Sixty Minute Spectrum on the Hayward Gallery roof is all about timing, as the roof pyramids run through the rainbow every hour
No watch, phone out of charge but need to know the time? Not a problem for anyone within sight of the Hayward Gallery on London’s Southbank. Thanks to a lighting installation by artist David Batchelor, you can get a good idea just by looking at the colour of its distinctive pyramid roof lights. Red? Then it’s on the hour. Yellow heading towards green? That’s quarter past. Purple heading for red? It must be quarter to. Regulars to the area can learn to fine-tune their time estimations further as the colour blends through the rainbow during the Sixty Minute Spectrum repeated sequence, which in effect turns the gallery roof into a colour clock. With the benefit of his inside knowledge, Batchelor reckons he can judge the time to within five minutes just by looking at the hue of the roof lights.

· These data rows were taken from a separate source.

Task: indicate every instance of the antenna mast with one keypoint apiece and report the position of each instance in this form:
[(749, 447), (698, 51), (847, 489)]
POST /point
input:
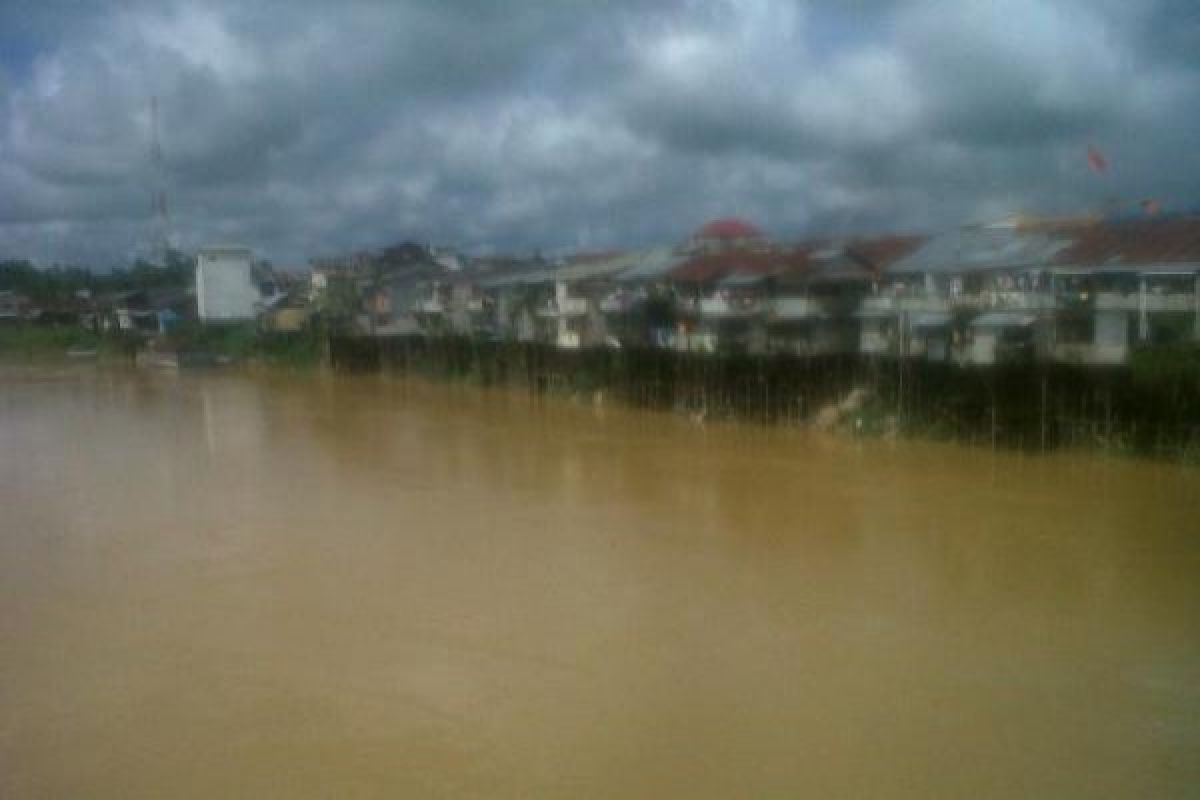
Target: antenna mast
[(161, 245)]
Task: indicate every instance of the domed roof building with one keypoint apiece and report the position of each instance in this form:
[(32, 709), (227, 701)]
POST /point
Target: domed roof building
[(726, 233)]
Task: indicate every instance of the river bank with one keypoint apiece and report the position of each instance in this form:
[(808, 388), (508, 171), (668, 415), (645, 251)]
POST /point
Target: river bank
[(295, 584), (1151, 408)]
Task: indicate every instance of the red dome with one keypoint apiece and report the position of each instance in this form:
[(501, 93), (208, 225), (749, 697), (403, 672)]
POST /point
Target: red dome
[(729, 228)]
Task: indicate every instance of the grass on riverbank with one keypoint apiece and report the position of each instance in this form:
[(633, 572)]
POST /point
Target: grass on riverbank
[(240, 343), (53, 342), (246, 343)]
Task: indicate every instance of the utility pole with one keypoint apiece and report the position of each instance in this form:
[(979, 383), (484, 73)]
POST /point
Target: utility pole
[(161, 242)]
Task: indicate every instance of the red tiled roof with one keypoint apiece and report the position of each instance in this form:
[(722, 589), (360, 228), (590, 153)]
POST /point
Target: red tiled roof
[(880, 252), (1135, 242), (729, 228)]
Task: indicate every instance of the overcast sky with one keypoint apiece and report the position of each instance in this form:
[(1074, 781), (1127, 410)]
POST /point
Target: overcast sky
[(304, 128)]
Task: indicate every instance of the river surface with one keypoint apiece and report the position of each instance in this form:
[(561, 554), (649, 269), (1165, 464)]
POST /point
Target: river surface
[(227, 585)]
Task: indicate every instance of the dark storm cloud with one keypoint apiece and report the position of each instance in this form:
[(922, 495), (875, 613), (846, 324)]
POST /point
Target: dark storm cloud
[(305, 128)]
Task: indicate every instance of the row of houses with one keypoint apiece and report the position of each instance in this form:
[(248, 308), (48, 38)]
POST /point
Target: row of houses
[(1078, 290)]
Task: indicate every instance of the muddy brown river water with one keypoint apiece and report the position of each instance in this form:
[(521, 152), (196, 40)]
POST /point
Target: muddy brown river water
[(225, 585)]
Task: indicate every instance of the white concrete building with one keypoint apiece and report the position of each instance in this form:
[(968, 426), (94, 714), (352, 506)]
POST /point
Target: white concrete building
[(225, 286)]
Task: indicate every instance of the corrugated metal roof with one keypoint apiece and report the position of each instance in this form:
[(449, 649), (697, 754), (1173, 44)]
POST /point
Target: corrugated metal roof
[(1135, 242), (595, 265), (652, 264), (983, 248), (929, 319), (1003, 319), (708, 268)]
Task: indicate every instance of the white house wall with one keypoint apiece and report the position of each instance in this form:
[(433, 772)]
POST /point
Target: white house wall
[(225, 288)]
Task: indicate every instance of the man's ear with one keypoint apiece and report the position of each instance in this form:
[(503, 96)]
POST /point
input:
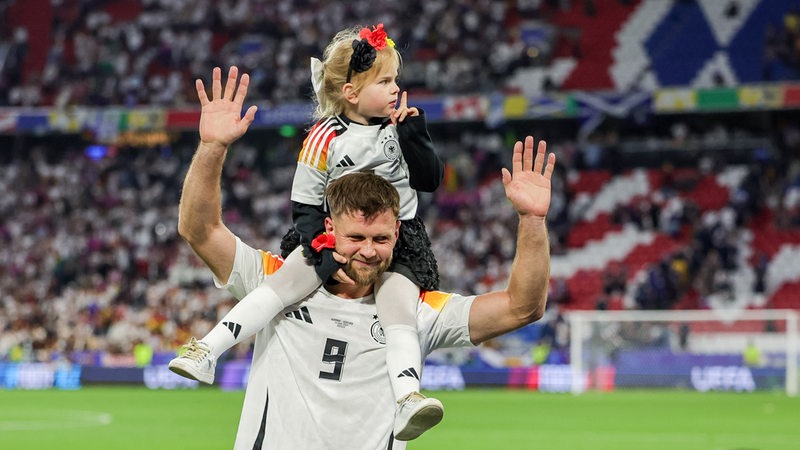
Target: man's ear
[(350, 94)]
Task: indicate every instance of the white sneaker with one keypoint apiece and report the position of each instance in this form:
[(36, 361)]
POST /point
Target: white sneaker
[(196, 362), (415, 415)]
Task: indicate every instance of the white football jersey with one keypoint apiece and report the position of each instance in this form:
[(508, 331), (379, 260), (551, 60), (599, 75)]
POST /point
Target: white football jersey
[(318, 379), (335, 147)]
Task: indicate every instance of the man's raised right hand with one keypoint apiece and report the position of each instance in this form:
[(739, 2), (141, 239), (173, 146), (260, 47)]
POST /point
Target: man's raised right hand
[(221, 120)]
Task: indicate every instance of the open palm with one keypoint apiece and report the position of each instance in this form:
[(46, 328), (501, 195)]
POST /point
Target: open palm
[(528, 184), (221, 120)]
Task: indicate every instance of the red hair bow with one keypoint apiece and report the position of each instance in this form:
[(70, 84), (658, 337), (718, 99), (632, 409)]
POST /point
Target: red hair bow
[(376, 36), (324, 240)]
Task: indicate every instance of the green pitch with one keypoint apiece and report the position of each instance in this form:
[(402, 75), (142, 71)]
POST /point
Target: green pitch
[(137, 418)]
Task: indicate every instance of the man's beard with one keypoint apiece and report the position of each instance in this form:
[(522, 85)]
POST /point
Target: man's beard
[(367, 276)]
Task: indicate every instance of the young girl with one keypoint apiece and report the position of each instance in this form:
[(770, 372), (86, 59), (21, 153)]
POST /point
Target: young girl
[(363, 124)]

The installation was commissioned to mark the imminent re-opening of the Hayward after a refurbishment by Feilden Clegg Bradley Studios which involved replacing the 66 roof lights in order to let natural light into the upper galleries for the first time. Batchelor quickly saw the potential of using the new roof lights, which incorporate programmable LED lighting, for the new commission.
‘It’s an allusion to the tradition of clocks on large buildings,’ he says. ‘There’s a lot of competition for light in the area so it had to be something quite simple and direct. I thought I’d have all the roof lights in one colour but gradually moving through the spectrum throughout the hour. There’s a gentleness to it with a continuous flow and no sharp edges.’

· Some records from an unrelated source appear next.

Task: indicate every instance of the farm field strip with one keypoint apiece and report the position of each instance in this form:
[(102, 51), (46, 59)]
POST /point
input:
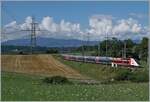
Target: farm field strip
[(37, 64)]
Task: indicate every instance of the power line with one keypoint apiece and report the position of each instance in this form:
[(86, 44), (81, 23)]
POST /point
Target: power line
[(33, 34)]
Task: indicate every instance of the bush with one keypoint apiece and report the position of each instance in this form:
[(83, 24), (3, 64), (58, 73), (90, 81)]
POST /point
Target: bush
[(136, 76), (123, 74), (57, 80)]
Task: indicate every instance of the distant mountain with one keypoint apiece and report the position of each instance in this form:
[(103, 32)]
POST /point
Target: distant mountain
[(49, 42)]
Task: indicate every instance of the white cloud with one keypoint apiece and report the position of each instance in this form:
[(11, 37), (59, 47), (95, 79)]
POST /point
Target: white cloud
[(126, 26), (99, 26), (138, 15)]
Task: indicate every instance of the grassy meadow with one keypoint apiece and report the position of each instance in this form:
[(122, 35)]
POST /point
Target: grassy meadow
[(28, 87), (23, 87)]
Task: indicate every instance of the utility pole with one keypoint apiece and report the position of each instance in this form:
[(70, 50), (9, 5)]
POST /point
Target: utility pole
[(98, 52), (88, 38), (33, 34), (124, 50)]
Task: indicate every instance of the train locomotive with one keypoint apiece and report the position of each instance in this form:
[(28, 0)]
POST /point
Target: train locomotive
[(127, 62)]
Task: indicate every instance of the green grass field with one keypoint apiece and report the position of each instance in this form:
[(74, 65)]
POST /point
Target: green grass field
[(23, 87), (96, 71)]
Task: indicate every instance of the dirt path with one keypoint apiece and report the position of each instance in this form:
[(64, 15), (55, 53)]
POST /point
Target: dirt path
[(37, 64)]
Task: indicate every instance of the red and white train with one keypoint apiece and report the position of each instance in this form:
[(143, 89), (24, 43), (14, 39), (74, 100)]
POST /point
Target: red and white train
[(128, 62)]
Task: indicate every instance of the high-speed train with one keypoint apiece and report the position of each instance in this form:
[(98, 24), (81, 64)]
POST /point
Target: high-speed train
[(128, 62)]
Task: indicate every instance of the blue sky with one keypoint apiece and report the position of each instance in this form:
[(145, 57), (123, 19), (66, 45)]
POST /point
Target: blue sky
[(74, 11)]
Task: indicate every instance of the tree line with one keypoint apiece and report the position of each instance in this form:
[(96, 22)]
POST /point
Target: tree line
[(118, 48)]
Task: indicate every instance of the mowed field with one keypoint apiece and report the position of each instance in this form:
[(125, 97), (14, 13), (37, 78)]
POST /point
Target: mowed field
[(37, 64)]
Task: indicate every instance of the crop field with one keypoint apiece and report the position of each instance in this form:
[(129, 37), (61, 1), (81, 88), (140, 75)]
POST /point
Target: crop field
[(37, 64), (23, 87), (22, 80)]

According to Batchelor, the architectural qualities of the Hayward and the rest of the Southbank Centre are well suited to such illumination projects.
‘A dark concrete block is an incredible counterpoint for a vivid lighting installation. I think the Hayward is a fantastic building and the Southbank is among the best architecture in London,’ he says.

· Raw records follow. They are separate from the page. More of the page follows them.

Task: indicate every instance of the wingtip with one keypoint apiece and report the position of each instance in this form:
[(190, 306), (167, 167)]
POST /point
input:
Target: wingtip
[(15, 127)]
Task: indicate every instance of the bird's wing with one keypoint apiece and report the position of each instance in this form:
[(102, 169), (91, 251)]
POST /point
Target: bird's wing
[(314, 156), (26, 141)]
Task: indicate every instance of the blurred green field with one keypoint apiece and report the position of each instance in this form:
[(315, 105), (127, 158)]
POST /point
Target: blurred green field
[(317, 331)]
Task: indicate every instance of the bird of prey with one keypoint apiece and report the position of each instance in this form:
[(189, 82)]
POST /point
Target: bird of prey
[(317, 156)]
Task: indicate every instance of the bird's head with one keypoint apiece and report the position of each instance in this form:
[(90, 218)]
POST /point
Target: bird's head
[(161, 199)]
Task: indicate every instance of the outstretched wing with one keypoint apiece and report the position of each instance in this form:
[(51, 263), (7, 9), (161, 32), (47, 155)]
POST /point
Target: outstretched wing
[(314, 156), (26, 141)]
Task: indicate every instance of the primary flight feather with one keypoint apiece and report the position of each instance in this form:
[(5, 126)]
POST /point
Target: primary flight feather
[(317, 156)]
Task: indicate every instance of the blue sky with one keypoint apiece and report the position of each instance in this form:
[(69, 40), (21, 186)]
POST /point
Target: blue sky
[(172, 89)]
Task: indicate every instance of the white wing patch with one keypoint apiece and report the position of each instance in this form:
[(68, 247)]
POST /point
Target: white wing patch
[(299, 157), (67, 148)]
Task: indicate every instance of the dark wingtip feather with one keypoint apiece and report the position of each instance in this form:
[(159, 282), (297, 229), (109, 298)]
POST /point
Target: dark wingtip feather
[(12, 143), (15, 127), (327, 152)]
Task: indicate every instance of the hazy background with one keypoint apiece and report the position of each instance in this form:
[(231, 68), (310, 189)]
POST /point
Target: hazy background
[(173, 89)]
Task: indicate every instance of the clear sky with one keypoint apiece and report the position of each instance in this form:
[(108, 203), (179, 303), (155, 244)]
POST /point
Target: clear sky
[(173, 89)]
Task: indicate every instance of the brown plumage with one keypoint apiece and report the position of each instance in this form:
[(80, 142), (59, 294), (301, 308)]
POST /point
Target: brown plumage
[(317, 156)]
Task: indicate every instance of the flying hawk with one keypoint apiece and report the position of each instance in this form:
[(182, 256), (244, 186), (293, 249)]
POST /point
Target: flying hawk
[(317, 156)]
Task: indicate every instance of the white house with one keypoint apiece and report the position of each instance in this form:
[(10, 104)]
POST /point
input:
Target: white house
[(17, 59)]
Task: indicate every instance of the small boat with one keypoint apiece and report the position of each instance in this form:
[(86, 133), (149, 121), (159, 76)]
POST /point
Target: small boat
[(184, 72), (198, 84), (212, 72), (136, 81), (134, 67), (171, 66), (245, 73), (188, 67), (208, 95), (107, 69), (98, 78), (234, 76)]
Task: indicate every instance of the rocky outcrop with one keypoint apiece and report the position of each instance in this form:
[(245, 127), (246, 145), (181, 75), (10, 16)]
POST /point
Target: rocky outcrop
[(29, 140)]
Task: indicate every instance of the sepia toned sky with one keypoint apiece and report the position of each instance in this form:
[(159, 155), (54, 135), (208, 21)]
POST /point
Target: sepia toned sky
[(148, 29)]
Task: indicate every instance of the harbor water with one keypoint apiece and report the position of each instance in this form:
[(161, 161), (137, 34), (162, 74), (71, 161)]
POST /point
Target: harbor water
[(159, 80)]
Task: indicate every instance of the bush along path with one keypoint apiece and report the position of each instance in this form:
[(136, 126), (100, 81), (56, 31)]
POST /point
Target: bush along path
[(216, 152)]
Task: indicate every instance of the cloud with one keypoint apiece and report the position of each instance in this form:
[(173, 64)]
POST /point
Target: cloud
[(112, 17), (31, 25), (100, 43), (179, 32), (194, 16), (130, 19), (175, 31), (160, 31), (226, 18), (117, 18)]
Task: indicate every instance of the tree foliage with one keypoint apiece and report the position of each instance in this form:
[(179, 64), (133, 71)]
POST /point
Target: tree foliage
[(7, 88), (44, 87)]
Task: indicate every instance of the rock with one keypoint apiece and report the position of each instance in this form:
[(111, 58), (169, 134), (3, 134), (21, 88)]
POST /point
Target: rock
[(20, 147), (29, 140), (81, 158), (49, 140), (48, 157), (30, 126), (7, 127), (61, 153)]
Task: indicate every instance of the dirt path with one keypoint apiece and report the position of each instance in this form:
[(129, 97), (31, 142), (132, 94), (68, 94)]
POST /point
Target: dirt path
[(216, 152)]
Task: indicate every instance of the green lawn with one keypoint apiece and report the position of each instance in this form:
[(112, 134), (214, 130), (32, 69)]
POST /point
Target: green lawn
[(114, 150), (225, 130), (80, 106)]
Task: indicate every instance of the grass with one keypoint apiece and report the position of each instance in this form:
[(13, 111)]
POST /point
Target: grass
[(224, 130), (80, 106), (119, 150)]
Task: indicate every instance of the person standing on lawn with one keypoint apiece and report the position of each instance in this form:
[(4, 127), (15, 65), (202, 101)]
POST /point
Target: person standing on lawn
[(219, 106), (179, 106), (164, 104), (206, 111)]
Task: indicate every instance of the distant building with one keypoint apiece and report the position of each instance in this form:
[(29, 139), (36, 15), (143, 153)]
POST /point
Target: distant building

He was keen to avoid the type of illuminations that inadvertently diminish the host building. Instead of distracting, he says, they should amplify the building’s qualities.
Batchelor has a particular interest in exploring urban colour in his work.
‘I want to rescue colour from advertising and make it its own thing – colour advertises itself, not a product,’ he says.
He enjoys how the Hayward Gallery installation draws attention to changing light conditions throughout the day by becoming more and more visible as the light fades before receding again with the advance of daylight. Sixty Minute Spectrum is currently running 24 hours a day until January 24 – the day before the gallery reopens. After that, the installation will run outside gallery hours.